Não praticamos a recuperação dos esgotos, o reuso da
água servida, o tratamento mínimo para que possamos dar as águas uma vida mais
longa, enquanto esta transita sobre o continente semiárido, e entre as manchas
de Mata Atlântica. Somos um povo muito pacato!
Os emissários submarinos, por seus turnos, remetem
esgotos sem tratamento, onerando o Oceano Atlântico, para que este se desdobre
em esforços para tratar os resíduos enviados. Com exceção do emissário lançado
no litoral norte, os demais existentes em Salvador, são degradadores da natureza
marinha.
Mas a água retida pelas barragens construídas há
dezenas de anos não deveria estar ausente das calhas dos rios Ipitanga e Joanes.
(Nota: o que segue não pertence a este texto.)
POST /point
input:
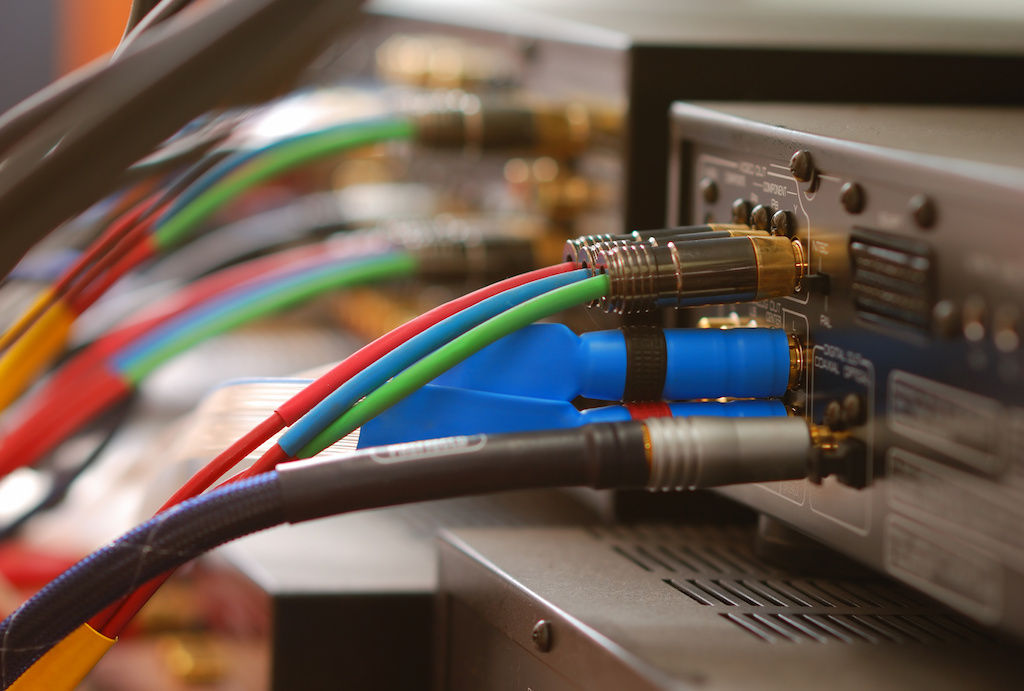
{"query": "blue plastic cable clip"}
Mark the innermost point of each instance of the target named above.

Através de vazões mínimas diárias, garantiríamos a sobrevivência da vida
fluvial, das garças e peixes, siris e ostras e da qualidade mínima das lagoas
que se formam ao longo do seu caminho!
Estas nossas águas, que nos são de direito, totalmente
retidas, impedidas de seguirem para o mar, de promover o nosso contato,
contemplação e uso, estão sendo desviadas, sequestradas, para as empresas que
delas gozam e lucram, irregularmente, em nosso prejuízo! A degradação
dos entornos da Bacia do Joanes e a poluição intensa da sua calha é o que
nos resta como patrimônio!
Existem obrigações esquecidas, bem como direitos que
estão sendo ofendidos. Existem prejuízos causados por esta ação
predatória, de estreita visão e de baixa percepção dos valores
socioculturais e econômicos. Existem erros humanos a serem corrigidos e
prejuízos a serem reparados! A vida maltratada na Bacia do Joanes necessita de
reparação!
Desejamos uma VAZÃO ECOLÓGICA, uma mínima colaboração
de vida, durante todos os 365 dias do ano, além de medidas de
recuperação para a calha da Bacia do Joanes, suas margens, seus equipamentos de
contemplação e uso.
Não nos bastam as vazões promovidas por questões de
segurança das barragens, na época das chuvas e das cheias, inundando as casas e
ruas dos nossos bairros ribeirinhos! Queremos nossos rios vivos todos os
dias, verão a verão, serpenteando saudáveis, até assim encontrarem
o mar!
Convocamos todos para debater sobre a recuperação das
Bacias dos Rios que banhavam de alegria as saudáveis margens da nossa grande
Salvador!
Quem sabe? Paulinho da Viola possa inspirar-se e
compor um novo sucesso?!
Vamos compor um futuro melhor, alterando as nossas
condutas!
*Caio Mário Vieira Marques, morador de Lauro de
Freitas, Conselheiro da Rio Limpo, Secretário Executivo da APA Joanes
Ipitanga, pescador, velejador, nadador, advogado.